Just last Friday, the U.S. Department of Transportation and Canada’s Transport Ministry announced new rules for oil trains, including phasing out older tank cars, adding electronic braking systems and imposing speed limits. The measures were all meant to reduce the frequency and severity of oil train crashes.

BNSF said the tank cars involved were unjacketed CPC-1232 models, which the new rules will render obsolete within five years.

Heimdal is one of the many small towns that dot the central North Dakota landscape and have co-existed with rail lines for decades. It has only seven streets and directly abuts the BNSF line, which has a spur to offload grain and other commodities.

FIRE COULD BE LEFT TO BURN OUT

It was not immediately clear how state officials planned to respond to the fire or if the crude involved had high levels of combustible natural gas liquids. Highway patrol officials were at the scene alongside local fire departments.

“In the past we’ve just let these burn out,” said Cecily Fong of the state’s Department of Emergency Services.

New state rules that took effect last month mandate that most NGLs be removed from oil before shipment, though Fong said the quality of the crude involved in this derailment is not known at this time.

The derailment occurred early Wednesday morning between Hamburg and Heimdal. The locomotive engine and roughly 99 tank cars not affected were unhitched and moved away, Fong said.

On the non-jacketed CPC-1232s — involved in Wednesday’s derailment — William Furman, chief executive of railcar manufacturer Greenbrier Cos., said in a recent interview that they are as dangerous as older cars if they derail and ignite, causing a ripple effect of fire and explosions.

“If they roll, release and ignite from friction or drag, they will ignite others that aren’t jacketed or insulated,” Furman said. “One car burning will crease torch effect that will burn through the other cars, that car heats, and it blows up like a Coke bottle in a microwave oven.”

Greenbrier has been marketing a more fortified railcar with thicker steel, head shields and protected valves and fittings for more than a year, and the design matches the new standard adopted for crude railcars by U.S. regulators last week.

The volume of crude oil by rail has rocketed in recent years as production increases from areas like North Dakota outpaced new pipeline development.
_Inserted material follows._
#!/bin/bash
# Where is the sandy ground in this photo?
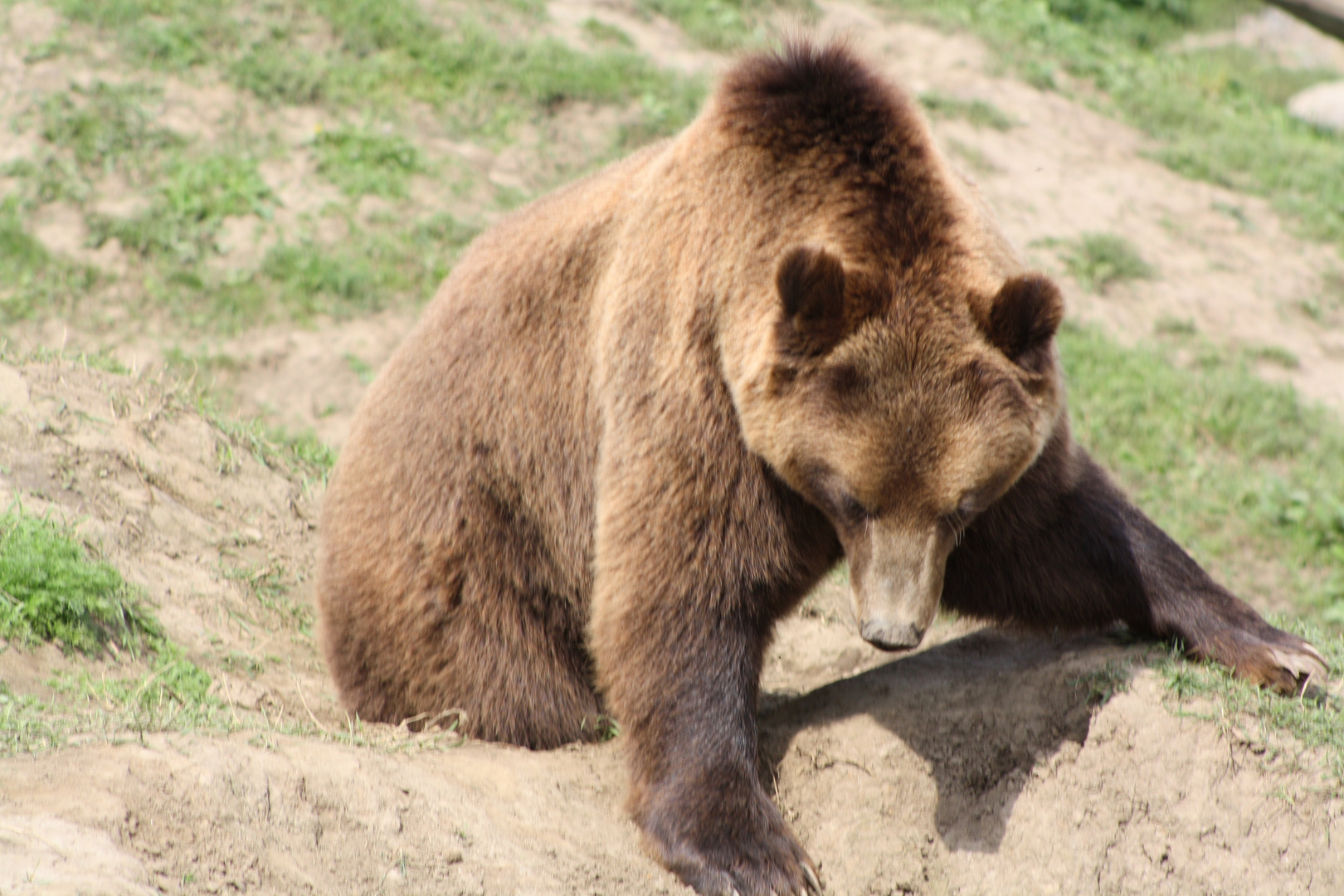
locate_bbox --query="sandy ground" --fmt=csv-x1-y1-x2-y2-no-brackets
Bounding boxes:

A spate of explosive accidents have accompanied that growth, the worst of which occurred in July 2013 when a train derailed in the town of Lac Megantic in Canada, killing 47 people.

Already this year, five trains have derailed and caught fire in the United States and Canada, all in rural areas. No deaths have occurred but the accidents have stoked concerns about the safety of crude oil by rail.